I have settled 3000 kanji ! Most probably never looked at, but includes all of Spahn entries, all of kkld 1 and 2nd edition and all of the extended education set.
There is a difference between kkld 1st and 2nd editions, with various kanji omitted and added. Have a print first edition and electronic 2nd edition.
Anyhow, using fm10 I've coloured the okurigana. But they are in a comm separated list, I need them in separate fields. So some scripting is called for.

3 September

Kanji in main file now.
okurigana colour solved natively. involving looping scripts, magic keys and a cumbersome replacement of regex.

hurrah.

Reduced the amount of kanji by removing the variants. They were problematic. I key on kanji believing they should be unique. But (at least to FileMaker) the variants, although having different unicode values, are seen as the same. So I managed to overwrite some when exporting, reimporting, updating.

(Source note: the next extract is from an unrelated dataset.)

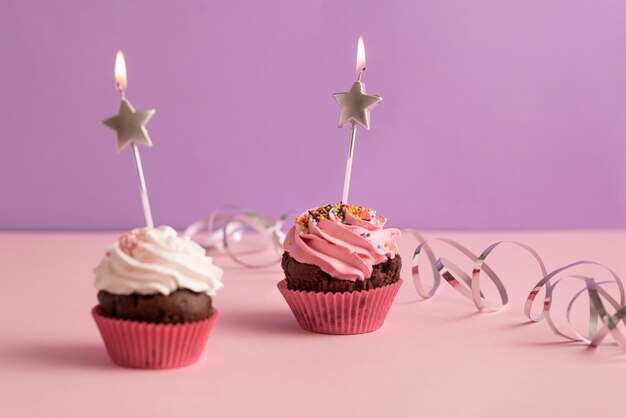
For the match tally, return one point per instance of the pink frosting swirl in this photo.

Cleaned out some of the cruft. Commented it more. Originally it was a quickish hack. The primary file had better commenting.
Hard to go through uncommented code 10years later.

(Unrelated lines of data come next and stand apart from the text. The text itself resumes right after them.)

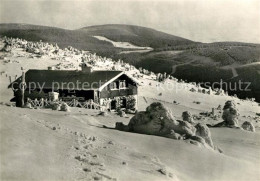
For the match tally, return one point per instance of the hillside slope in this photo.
(137, 35)
(182, 58)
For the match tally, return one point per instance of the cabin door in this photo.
(113, 104)
(123, 102)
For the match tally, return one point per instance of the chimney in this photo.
(86, 68)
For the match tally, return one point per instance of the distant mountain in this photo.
(62, 37)
(140, 36)
(183, 58)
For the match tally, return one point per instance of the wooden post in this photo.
(23, 85)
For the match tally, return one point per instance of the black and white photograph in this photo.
(130, 90)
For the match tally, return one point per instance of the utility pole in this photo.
(23, 86)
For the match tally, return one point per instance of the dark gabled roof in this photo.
(49, 79)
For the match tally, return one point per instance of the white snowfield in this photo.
(42, 144)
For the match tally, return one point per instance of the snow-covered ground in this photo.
(42, 144)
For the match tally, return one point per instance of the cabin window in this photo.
(122, 84)
(113, 85)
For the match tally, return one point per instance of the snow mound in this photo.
(158, 120)
(248, 126)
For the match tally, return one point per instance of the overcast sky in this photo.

I noticed some slight issues with the radicals when there are variants. May need some thought. Although I'm not convinced of immediate use of the 214 radicals other than historical curiosity. Even then I doubt I'd memorise rather than figuring it out.

next allowing the user to add words. Originally I had kanji notebook KNB as a utility for an app I made that analysed and deconstructed texts. I was interested in the frequency of primary school kanji in texts. So the vocab was auto generated.
Now I want to hand enter less. They are to illustrate the readings. Automatic cross reference would be good.
I also want to be able to add pictures. Signs, packaging, diagrams on how to write the character correctly. Handwriting examples. Maybe an illustrative picture eg. a tree for 本. – which would be stupid as tree is 木 – 本 is book.

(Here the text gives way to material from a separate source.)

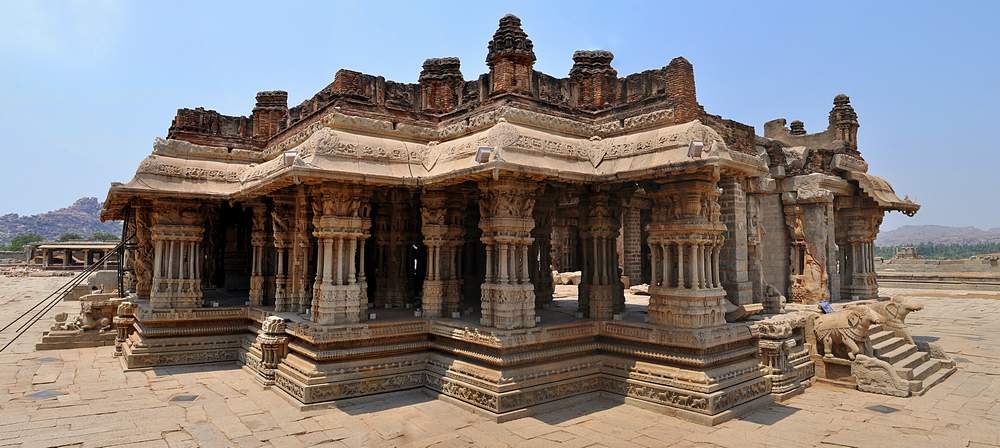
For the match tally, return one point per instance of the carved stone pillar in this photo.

Need to finish up soon. as I soon won't have the spare time.

4 September

Oddly kanjidic doesn't differentiate between radical variants, so 恨 and 思 are both radical 61which seems to have 3 forms 忄, 心, 㣺. now I have all the forms in the related table but only the first matches because that’s all the info kanjidic seems to provide. there are nelson dic numbers for some radicals but …
I wonder how I generated the radicals table?
I could hand reclassify radicals but that makes for fragility. I would have problems if I ever needed to reimport kanjidic data.

https://www.sanseido.biz/sp/

https://kids.yahoo.co.jp/zukan/

5 September

Got distracted by dictionaries.

https://pypi.org/project/kanjinetworks/
this looks interesting but would take me time to sort out the python and stuff. The site was good when it existed.
Of all the ways to extract data from a website or database pdf is probably the least useful. XML would have been the most portable and useful.
There is a plain text file. Maybe I can grep it and get it into FileMaker.

I might get Kanji Sieve functional again if I replace chuta.jp with language.tiu.ac.jp . I think they just let chuta lapse but it pointed to tiu in any case. A fragility in my hack.

But this etymology thing and kanji sieve is a distraction.

/[一-龠]+|[ぁ-ゔ]+|[ァ-ヴー]+|[a-zA-Z0-9]+|[a-zA-Z0-9]+|[々〆〤]+/u

https://moji.tekkai.com/zoom/%E6%9C%AC/page.html

10 September
16 September

Been working on this and not writing here.

to do

  • Etymology to web viewer and lookup kanji for cross reference
  • lookalikes
  • phonetic groups
  • synonynms
  • sentence box bigger.
20 September

https://github.com/mifunetoshiro/kanjium

Work in Unicode

several higher level kanji were driving me crazy. overwriting data on input. solved by having the fields work in unicode. Japanese was almost enough but must have been using an encoding system where some characters shared a codepoint. Too used to having everything work in unicode these days.

24 September
29 September

https://youtu.be/zu7OqwboJOo

Mac and Windows runtimes made.

Windows and fonts is a bit of a headache. Might try to see if Google fonts can improve matters.

30 September

Bloody hell, trying to import data on 600 kanji, only 599 matched. How to find the unmatched? in 3000 records. I managed it by export/import/find the field that wasn't duplicated.
It was 2 二 the source file had katakana ニ close but no cigar.
There's a lesson in there somewhere.